5.1 Fortellingen om Dag

3.1 - Resumo

O uso da água e a localização dos tanques de piscicultura em áreas de preservação permanente são questionados pelas autoridades e ambientalistas, quanto aos resíduos solúveis e matéria orgânica carreados para os córregos. No entanto, a melhoria do sistema de criação, das rações industriais e simplificação das análises para avaliar a qualidade da água, permitiram aumentar a produção de pescado. Desenvolver sistemas de alta produtividade com reutilização da água em pequenas áreas urbanas permitirá produzir pescado com maior controle zootécnico. Os objetivos deste trabalho foram: a) desenvolver um sistema simplificado para criação de peixes com recirculação da água e um reator aeróbio de construção artesanal para eliminação dos resíduos metabólicos com dois alimentadores; b) testar a viabilidade do sistema mediante o desenvolvimento de várias espécies de peixes em diferentes densidades, pesos e idades. Oreochromis niloticus foram criadas por um período de 262 dias, divididos em sete ensaios. Clarias gariepinus foram testados em um único ensaio, com duração de 150 dias. Leporinus sp foram criados em 180 dias, divididos em três ensaios. Rhamdia quelen foram criados por 30 dias para produção de juvenis. No período compreendido entre fevereiro de 2002 a dezembro de 2004, os equipamentos que fazem parte do sistema foram utilizados de forma ininterrupta, sem que apresentassem problemas ou ineficiência.

Palavras chaves: Amônia, nitrificação, criação intensiva de peixes,

alimentador automático, Alevinos, produção intensiva, alimentador automático, biofiltro, Rhamdia quelen

3.2 - Abstract

The water use and the aquaculture pools’ localization in permanent preservation areas are questioned by ambientalist and authorities, concerning the soluble residues and organic materia carried to the streams. However, the improve in the raising system, in the industrial rations and the simplification of analysis to evaluate the water quality, permited increase fish production. Developing systems of high productivity with water reusage in small urban areas will permit the production of fish within a greater zootecnic control.The purposes of this paper were: a) to develop a simplified system to raise fish with water recirculation and a handmade aerobic reactor to eliminate the metabolic residues with tow feeders; b) to testify the viability of the system by means of the development of several fish species using different densities, weights and ages. Oreochromis niloticus were bred in a period of 262 days divided in 7 assays, Clarias gariepinus were tested in a single assay in 150 days. Leporinus sp were raised in 180 days were divided in 3 assays. Rhamdia quelen were bred in 30 days for young production. In a period ranging from Februery 2002 to December 2004, the equipments which take part in the system were used constantly, presenting no problems or ineficiency.
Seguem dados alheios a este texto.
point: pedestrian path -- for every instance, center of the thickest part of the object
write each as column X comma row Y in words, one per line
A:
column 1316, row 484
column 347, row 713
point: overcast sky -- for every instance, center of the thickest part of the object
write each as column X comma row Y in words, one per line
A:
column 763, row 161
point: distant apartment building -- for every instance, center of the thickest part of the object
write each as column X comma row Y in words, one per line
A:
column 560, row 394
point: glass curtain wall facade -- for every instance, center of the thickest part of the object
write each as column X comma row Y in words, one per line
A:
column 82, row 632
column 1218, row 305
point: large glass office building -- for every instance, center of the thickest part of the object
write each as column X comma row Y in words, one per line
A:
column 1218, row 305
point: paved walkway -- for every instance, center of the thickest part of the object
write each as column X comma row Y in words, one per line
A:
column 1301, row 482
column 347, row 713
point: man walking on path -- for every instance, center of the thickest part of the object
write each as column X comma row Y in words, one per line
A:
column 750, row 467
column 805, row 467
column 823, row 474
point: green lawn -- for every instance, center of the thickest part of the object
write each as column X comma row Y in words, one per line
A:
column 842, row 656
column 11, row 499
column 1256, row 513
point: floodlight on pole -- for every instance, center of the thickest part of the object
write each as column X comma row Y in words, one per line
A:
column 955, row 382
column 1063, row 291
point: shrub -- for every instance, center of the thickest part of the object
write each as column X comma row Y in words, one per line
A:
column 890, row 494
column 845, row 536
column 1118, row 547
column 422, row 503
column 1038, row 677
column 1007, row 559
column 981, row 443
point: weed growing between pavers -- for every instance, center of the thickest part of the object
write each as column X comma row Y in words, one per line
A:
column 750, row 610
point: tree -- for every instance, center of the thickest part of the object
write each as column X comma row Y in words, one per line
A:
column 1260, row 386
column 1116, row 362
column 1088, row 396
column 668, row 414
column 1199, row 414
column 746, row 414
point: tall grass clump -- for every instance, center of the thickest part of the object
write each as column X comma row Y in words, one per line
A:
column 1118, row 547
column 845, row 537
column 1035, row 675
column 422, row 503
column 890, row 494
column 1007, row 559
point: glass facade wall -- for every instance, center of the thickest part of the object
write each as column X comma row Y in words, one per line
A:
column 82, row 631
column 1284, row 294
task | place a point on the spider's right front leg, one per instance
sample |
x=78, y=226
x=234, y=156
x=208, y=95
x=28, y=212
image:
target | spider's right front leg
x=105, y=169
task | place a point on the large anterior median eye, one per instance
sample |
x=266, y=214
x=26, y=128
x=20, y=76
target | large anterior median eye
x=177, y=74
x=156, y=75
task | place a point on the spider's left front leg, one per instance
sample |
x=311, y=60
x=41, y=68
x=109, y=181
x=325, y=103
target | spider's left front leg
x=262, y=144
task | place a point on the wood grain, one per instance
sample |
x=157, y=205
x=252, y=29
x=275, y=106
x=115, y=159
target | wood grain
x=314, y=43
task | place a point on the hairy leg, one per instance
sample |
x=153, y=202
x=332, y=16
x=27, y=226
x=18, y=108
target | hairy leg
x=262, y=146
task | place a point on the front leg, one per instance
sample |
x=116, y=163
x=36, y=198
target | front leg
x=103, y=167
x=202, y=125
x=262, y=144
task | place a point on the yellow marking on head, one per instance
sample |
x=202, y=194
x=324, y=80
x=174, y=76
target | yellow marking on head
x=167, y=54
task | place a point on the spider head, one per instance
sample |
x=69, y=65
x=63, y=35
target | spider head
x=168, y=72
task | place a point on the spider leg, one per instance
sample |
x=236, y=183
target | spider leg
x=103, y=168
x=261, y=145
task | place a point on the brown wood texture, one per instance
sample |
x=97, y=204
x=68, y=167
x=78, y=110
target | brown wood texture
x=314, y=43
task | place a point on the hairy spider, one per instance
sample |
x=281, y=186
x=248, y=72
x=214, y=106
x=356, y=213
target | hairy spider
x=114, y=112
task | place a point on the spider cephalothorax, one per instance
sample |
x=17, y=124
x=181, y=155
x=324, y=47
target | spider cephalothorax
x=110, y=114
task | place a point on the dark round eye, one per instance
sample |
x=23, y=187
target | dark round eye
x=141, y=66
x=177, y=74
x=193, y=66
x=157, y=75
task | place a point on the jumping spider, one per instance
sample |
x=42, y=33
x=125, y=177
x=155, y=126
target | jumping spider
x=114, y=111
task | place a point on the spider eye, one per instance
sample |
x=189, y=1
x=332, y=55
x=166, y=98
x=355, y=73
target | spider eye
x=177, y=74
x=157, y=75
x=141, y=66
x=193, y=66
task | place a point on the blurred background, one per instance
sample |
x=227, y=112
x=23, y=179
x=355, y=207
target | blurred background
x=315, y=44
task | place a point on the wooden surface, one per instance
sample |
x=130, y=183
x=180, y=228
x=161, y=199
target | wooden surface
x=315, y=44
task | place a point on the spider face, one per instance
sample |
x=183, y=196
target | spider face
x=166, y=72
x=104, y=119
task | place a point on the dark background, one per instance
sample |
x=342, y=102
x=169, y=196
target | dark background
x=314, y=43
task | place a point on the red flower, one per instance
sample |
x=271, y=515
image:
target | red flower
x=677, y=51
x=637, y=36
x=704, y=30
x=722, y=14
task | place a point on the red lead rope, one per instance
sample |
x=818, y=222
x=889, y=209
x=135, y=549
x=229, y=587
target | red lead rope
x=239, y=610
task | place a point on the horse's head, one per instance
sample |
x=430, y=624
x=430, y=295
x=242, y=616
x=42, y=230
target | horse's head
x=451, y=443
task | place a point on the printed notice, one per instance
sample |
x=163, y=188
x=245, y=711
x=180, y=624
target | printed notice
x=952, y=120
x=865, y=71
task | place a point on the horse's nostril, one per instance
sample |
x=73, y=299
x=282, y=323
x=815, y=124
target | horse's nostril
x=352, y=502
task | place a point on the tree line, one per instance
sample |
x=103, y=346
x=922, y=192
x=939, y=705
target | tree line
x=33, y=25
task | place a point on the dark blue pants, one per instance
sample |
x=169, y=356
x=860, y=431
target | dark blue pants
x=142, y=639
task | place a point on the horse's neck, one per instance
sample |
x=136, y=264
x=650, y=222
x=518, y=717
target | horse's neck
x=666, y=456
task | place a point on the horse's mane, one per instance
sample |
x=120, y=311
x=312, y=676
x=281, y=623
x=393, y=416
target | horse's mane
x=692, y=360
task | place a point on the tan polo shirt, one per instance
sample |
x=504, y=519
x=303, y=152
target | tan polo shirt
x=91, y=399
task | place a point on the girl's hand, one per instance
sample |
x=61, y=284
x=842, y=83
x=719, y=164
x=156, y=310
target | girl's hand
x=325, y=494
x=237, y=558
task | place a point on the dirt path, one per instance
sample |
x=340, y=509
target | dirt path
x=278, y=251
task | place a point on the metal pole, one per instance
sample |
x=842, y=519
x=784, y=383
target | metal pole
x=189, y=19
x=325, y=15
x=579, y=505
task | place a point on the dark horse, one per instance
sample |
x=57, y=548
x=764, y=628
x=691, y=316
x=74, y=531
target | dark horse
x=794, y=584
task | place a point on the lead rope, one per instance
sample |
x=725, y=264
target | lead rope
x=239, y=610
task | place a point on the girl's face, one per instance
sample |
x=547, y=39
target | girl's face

Key words: Ammonia, nitrification, intensive fish breeding, automatic feeder,

Fries, intensive breeding, automatic feeder, biofiltre, Rhamdia quelen.

3.3 - Introdução

O uso da água nos vários sistemas de produção de pescado, pode ser limitante para o crescimento da aqüicultura em condições particulares, portanto, a possibilidade da criação artesanal para consumo, assegurando o consumo per capta e segurança alimentar, é uma opção de produção com forte cunho social, que pode ser executada pela população em geral. Atualmente, com a escassez dos recursos hídricos, seja por condições climáticas, seja pelo crescimento mundial da população ou ainda pela intervenção do ser humano no ambiente,

tem-se tornado cada dia mais intensa, afetando a qualidade, a disponibilidade e a capacidade natural de autodepuração dos corpos d’água. O consumo da água duplica de 20 em 20 anos (mais que o dobro do aumento populacional), o abastecimento de futuras gerações pode estar comprometido (PIOLI, 2005, SANTOS; SOUZA, 2005).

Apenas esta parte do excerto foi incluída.